I tried a work-around by removing this line from the StatusUpdateSolrTransformer - //Constants.storage.CONTENTHASH -> ContentHash.fetchHash(data.fetchedData.getContent)

And it works for me for now.

But my hunch is that there is a better solution and maybe I am missing something in the configurations.

lewismc commented 2 years ago

Hi @ravindrabajpai thanks for reporting the bug!

I see the Content Hash object in the sparkler-core code, but do not see it getting injected in the solr,

the content signature cannot be calculated at inject phase as it is based on Webpage content rather than the URL.

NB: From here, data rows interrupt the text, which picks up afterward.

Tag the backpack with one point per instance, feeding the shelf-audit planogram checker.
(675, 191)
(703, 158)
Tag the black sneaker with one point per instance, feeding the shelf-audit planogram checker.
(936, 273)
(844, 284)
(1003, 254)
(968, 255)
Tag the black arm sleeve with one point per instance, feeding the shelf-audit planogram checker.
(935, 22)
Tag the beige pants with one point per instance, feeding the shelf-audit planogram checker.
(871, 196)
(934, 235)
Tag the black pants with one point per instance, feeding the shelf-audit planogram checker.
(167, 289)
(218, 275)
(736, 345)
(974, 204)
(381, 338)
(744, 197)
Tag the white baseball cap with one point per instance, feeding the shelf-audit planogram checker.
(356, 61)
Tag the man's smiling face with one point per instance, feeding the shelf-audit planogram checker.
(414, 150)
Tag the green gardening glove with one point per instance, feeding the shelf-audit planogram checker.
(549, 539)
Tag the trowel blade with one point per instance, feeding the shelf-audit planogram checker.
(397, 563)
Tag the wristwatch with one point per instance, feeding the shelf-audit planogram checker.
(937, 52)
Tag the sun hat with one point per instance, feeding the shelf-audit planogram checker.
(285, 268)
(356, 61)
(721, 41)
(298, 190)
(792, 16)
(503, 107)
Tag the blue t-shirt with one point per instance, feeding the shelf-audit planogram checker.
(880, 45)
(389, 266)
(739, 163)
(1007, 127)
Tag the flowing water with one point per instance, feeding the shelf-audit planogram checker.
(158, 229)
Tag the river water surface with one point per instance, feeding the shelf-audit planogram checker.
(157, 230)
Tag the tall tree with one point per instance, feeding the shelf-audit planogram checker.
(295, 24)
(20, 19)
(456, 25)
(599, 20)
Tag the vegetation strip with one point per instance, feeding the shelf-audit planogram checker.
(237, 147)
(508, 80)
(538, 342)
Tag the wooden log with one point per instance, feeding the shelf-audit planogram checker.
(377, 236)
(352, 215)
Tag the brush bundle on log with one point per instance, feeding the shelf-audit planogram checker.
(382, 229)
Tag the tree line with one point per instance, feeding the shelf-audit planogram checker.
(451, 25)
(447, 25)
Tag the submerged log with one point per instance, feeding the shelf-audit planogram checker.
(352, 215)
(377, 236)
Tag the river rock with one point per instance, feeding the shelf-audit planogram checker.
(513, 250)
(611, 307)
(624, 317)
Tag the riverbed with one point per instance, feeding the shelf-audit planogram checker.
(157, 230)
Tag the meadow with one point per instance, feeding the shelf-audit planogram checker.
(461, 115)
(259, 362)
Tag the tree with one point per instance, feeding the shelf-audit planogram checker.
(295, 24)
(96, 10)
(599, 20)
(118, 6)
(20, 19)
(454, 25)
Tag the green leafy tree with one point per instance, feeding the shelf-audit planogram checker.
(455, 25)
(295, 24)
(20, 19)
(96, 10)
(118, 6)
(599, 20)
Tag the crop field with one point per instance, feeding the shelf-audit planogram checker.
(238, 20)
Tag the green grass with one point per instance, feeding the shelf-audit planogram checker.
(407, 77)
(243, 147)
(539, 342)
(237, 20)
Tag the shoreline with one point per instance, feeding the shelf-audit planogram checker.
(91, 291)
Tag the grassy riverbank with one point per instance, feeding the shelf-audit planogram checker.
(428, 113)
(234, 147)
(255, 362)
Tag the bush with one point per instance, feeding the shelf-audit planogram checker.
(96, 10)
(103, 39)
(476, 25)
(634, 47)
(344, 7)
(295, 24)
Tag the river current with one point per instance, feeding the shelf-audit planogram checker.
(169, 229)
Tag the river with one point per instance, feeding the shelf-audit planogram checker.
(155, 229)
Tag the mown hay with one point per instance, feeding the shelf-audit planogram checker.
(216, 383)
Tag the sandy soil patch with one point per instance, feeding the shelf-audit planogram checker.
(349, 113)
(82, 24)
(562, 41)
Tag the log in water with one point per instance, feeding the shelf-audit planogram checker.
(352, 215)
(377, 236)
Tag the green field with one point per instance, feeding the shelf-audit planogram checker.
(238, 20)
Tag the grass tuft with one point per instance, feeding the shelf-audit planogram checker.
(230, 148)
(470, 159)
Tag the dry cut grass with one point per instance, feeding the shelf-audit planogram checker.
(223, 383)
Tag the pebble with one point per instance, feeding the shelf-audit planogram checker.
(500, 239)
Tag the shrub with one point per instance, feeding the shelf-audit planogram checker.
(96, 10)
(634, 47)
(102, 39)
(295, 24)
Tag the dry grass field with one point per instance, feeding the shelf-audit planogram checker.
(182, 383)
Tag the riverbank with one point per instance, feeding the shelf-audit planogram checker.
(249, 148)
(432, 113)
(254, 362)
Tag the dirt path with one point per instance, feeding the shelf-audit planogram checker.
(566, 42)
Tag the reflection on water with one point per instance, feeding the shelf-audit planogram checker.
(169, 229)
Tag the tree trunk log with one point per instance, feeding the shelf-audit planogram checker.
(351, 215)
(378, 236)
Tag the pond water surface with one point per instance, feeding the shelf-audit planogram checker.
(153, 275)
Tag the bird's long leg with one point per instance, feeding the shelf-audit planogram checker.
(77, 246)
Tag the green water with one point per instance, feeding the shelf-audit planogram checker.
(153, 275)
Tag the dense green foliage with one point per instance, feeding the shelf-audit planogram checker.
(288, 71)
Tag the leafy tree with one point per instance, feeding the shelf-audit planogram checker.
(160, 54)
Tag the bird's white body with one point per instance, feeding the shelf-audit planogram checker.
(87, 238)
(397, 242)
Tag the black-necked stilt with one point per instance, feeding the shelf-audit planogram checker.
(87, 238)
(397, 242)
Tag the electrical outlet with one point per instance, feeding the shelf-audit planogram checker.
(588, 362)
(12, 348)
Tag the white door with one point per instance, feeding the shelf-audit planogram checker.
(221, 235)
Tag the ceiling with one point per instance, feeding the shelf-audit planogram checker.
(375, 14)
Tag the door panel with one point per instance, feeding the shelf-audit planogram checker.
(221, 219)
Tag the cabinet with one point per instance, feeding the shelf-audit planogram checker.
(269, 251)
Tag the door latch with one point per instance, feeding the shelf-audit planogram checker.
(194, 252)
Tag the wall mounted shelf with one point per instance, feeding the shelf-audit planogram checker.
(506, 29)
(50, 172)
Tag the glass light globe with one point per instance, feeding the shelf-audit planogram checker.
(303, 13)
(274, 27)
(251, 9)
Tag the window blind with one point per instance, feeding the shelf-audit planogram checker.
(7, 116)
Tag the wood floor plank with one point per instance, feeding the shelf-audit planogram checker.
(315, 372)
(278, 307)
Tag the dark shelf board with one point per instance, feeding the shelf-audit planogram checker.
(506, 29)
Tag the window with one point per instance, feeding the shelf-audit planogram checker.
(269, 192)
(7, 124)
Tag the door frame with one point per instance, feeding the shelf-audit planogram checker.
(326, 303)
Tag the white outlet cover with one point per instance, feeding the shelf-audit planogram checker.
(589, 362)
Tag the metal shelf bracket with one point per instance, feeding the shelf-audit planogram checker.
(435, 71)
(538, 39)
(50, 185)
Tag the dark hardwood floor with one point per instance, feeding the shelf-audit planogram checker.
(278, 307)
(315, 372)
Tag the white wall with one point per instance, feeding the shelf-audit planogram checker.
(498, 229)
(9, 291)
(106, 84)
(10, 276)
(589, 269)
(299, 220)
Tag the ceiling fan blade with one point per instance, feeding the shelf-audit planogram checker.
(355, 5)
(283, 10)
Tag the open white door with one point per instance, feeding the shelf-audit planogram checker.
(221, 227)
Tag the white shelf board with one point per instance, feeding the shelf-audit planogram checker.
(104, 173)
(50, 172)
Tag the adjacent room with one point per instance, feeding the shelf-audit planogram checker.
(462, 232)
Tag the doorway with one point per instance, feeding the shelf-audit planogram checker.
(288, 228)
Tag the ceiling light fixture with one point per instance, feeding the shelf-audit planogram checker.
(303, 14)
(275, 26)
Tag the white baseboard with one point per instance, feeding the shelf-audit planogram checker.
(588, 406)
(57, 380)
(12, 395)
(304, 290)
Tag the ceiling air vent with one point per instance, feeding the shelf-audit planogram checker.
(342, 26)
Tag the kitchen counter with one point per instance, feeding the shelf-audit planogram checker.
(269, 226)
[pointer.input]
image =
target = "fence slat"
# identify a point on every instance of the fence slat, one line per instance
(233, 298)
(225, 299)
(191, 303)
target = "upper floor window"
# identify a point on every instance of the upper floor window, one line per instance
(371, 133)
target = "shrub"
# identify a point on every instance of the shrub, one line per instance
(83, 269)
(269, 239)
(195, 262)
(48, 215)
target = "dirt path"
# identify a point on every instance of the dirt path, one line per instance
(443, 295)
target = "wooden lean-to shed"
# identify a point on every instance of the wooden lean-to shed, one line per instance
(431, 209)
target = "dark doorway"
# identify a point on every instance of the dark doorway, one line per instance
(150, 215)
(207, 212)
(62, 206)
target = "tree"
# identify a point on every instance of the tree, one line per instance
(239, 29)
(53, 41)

then why it is expected while fetching.

I suspect it is expected 'after' fetching but before indexing.

But my hunch is that there is a better solution and maybe I am missing something in the configurations.

Can you check that the webpage content was actually fetched?

ravindrabajpai commented 2 years ago

Hi @lewismc

Thanks for replying. Yes I could see the webpage content was fetched correctly. I injected total 2 urls (additionally : edition.cnn.com) and both were fetched and stored correctly in the solr. there were about 300+ doc for both the sources (websites).

For all the Steps I did - https://github.com/ravindrabajpai/ana/blob/main/ground_zero

thanks.